Declaration of Independence

We hold these truths to be self-evident, that all men are created equal, that they are endowed by their Creator with certain unalienable Rights, that among these are Life, Liberty and the pursuit of Happiness. - That to secure these rights, Governments are instituted among Men, deriving their just powers from the consent of the governed.

Sunday, November 13, 2011

Military Rules and Regulations

                    The topic of discussion for this Constitution Monday comes from Article I.8.14:  "The Congress shall have power … To make Rules for the Government and Regulation of the land and naval Forces."  This provision of the United States Constitution simply states that the military is subject to the civilian authorities.  The Constitution made the President the commander-in-chief of the military, and then it gave the Congress the power to regulate and restrict all military forces, whether national or state.

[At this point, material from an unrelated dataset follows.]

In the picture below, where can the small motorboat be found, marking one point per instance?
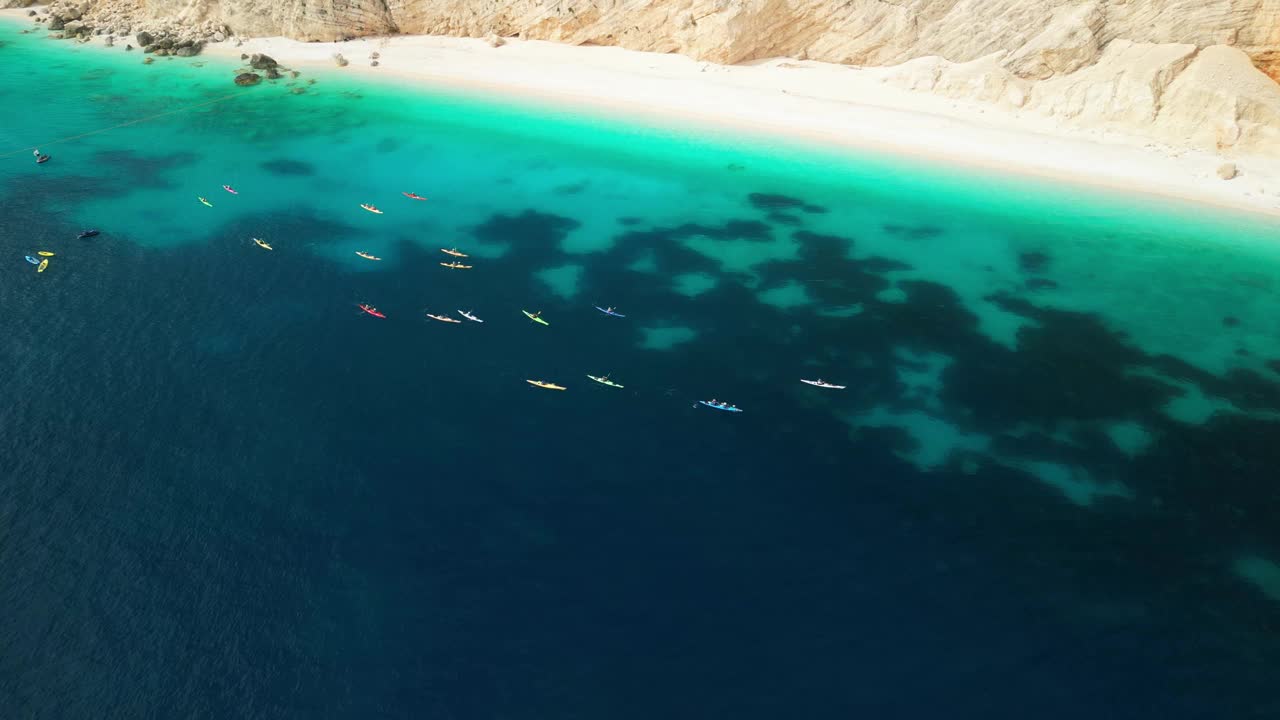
(821, 383)
(720, 405)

                    "In his Commentaries on the Constitution of the United States, Justice Joseph Story remarked that Congress's power to govern and regulate the land and naval forces is `a natural incident to the preceding powers to make war, to raise armies, and to provide and maintain a navy.'  Yet the Framers had overlooked this `natural incident' until after the Committee of Detail submitted its draft.  Only then was a motion made from the floor to copy the language from the Articles of Confederation into the new Constitution, making explicit the grant of plenary power to Congress.  It passed without controversy.  By placing the power in Congress, the Framers helped to define the respective roles of the legislature, the executive, and the judiciary over the Armed Forces and thus lessened the chances for serious conflict.  Story explains:  `The whole power is far more safe in the hands of congress, than of the executive; since otherwise the most summary and severe punishments might be inflicted t the mere will of the executive.'  The central purpose of the clause is the establishment of a system of military law and justice outside of the ordinary jurisdiction of the civil courts.  Tradition and experience taught the Framers that the necessities of military discipline require a system of jurisprudence separate from civilian society."  (See David F. Forte and Mackubin Owens in The Heritage Guide to the Constitution, p. 136.)

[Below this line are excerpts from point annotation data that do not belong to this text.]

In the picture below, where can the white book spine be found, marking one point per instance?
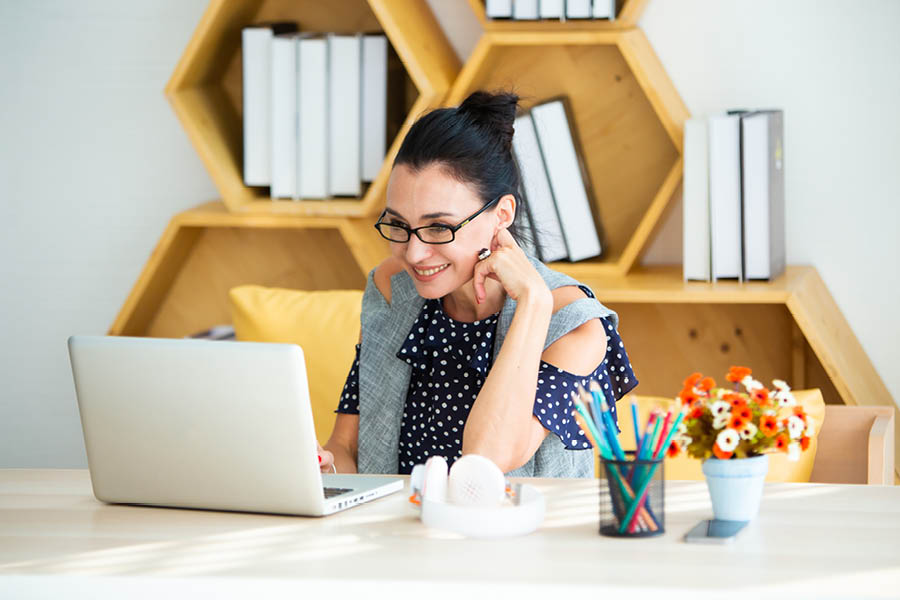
(725, 196)
(578, 9)
(283, 136)
(551, 9)
(763, 195)
(374, 105)
(546, 229)
(255, 57)
(498, 9)
(525, 10)
(312, 157)
(696, 200)
(344, 147)
(564, 172)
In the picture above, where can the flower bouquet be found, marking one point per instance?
(733, 430)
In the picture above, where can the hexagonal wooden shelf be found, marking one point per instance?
(207, 250)
(790, 328)
(627, 14)
(205, 89)
(627, 114)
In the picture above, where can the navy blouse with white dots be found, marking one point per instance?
(450, 361)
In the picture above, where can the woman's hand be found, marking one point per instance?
(326, 460)
(509, 265)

                    There have been a few controversies about military justice and military tribunals since 9/11.  Both President George W. Bush and President Barack Obama have wrestled with how to treat captured terrorists - whether from foreign nations or home grown ones.  Several cases went to court about this subject.

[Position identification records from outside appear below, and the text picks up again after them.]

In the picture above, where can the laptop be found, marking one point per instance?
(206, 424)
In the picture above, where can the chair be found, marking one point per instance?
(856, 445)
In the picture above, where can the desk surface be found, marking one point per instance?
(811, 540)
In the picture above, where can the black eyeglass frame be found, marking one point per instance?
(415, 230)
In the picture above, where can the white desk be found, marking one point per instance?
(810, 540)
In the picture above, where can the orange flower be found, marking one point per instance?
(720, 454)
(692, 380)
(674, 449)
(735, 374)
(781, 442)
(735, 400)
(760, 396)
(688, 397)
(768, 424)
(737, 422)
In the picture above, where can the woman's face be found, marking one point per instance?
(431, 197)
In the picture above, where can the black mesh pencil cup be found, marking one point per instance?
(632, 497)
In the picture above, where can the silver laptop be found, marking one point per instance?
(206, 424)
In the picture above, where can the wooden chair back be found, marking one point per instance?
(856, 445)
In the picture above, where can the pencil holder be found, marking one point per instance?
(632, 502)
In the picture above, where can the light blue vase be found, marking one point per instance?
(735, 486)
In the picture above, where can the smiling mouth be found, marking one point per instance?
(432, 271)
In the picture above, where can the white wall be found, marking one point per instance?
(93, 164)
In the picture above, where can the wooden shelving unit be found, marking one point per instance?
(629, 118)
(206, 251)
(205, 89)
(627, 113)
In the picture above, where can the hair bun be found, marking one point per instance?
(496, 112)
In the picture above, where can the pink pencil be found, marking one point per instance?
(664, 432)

                    "As events after 9/11 indicate, a controversial aspect of military justice is the establishment of military tribunals.  Military tribunals established in occupied territory are governed by international law.  In Dow v. Johnson (1880), the Court rules that the law governing an army invading an enemy's country is not the civil law of the invaded country or of the conquering country `but military law - the law of war.'
                    "The Court has upheld the authority of the President to try enemy aliens (and United States citizens working with them) by military tribunal in Ex parte Quirin (1942).  The Court held that enemy aliens (in this case saboteurs, who had entered the United States in secret for the purpose of committing hostile acts) are not entitled to prisoner-of-war status, but are unlawful combatants who can be tried by military tribunal.  The Court, in Rasul v. Bush (2004), relying on Burns and other cases, held that the federal habeas statute confers federal district court jurisdiction to hear challenges of alien detainees held at Guantanamo Bay.  However, the Court explicitly did not decide the substance of those rights and limited the habeas extra-territorial reach to Guantanamo Bay, which it said had a unique relationship to the United States.  At the same time, in Rumsfeld v. Padilla (2004), the Court, on jurisdictional grounds, avoided ruling on the extent of the President's power to keep a U.S. citizen in military custody as an enemy combatant; but in Hamdi v. Rumsfeld (2004) the Court decided, without a majority opinion, that the government must give a U.S. citizen held in the United States some type of hearing at which he may contest the facts on which the government decided to treat him as an enemy combatant."